We tried using stickers to promote good behavior when Julia first came home and it was way too far beyond her. No way to make her understand what we were doing and what she was supposed to do. I hope we can use it now. It would be helpful to enforce good behavior and to change some of the ucky stuff.

Yesterday, Julia and I went to the clay store and Julia painted the star she made a few weeks ago. Her clay teacher, that nice high school senior guy, told us that he could fire the turtle and house that we made this week at home. Julia made a hanging vase and we turned in two projects that we did at home. She is still constrained by the rules of clay making. She does not yet understand the process of using the wet clay, drying it, firing it, painting it, and firing it once again. It will be awhile yet before she is free to create creatures and scenes like she does with the Fimo that she uses for fun, but I believe that she will get to that point.

We saw Horton Hears a Who at the movies this afternoon. It is a great movie for little kids and Julia loved it. She is still having a bit of trouble with the big sounds at movies, but after the previews the sound went down some (David asked the PTB to turn down the sound. Either they did it, or the movie was just quieter.) and she could take her fingers out of her ears. Big noise still hangs around as too stimulating for Julia.
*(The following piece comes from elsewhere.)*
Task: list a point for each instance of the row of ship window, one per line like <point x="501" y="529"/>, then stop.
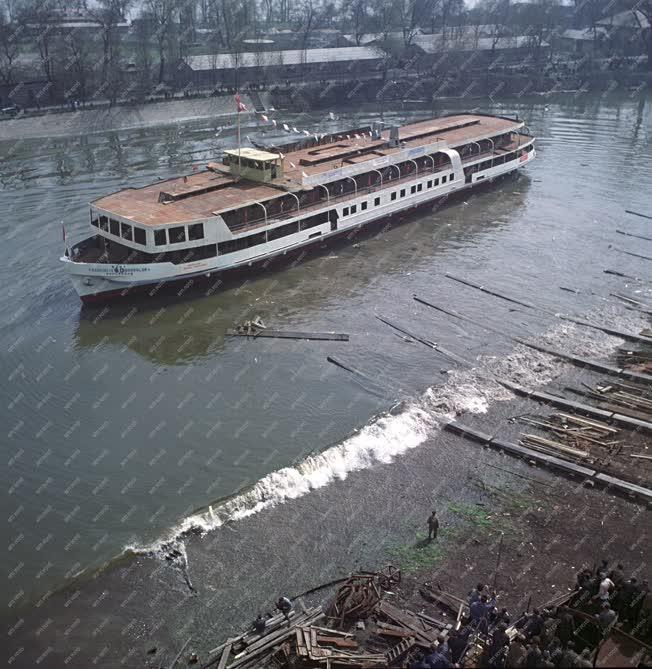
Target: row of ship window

We are thinking of bringing some ear muffs or head phones to dull sound a bit. The movie is gentler than any other Dr. Suess media experiment. Even with Jim Carey doing one of the voices, there is restraint.

Julia was drawing on Friday when she called me to her white board and announced that she had drawn a Y and Y was for yo-yo. She then drew a yo-yo and a Julia playing with it. Then yesterday in the car, she was looking at the Ice Age DVD box. When we stopped, she wanted me to read words that she pointed to. I believe that after months of memorizing her little books with single words or single sentences, she is going to start reading soon. I bet by the end of summer, she is recognizing words!

This afternoon after the movie, I was on the couch at my computer and Julia was playing with her clay. She had asked me to make a kangaroo and then totally remade what I made for her, so much better than mine! She came over to me and looked in my eyes for a really long time. And then she said, “Mommy, I love you.” She laughed at me, watched my eyes to see herself in them and hugged me. Julia is growing deeper and deeper in love with us, and we more than return the favor.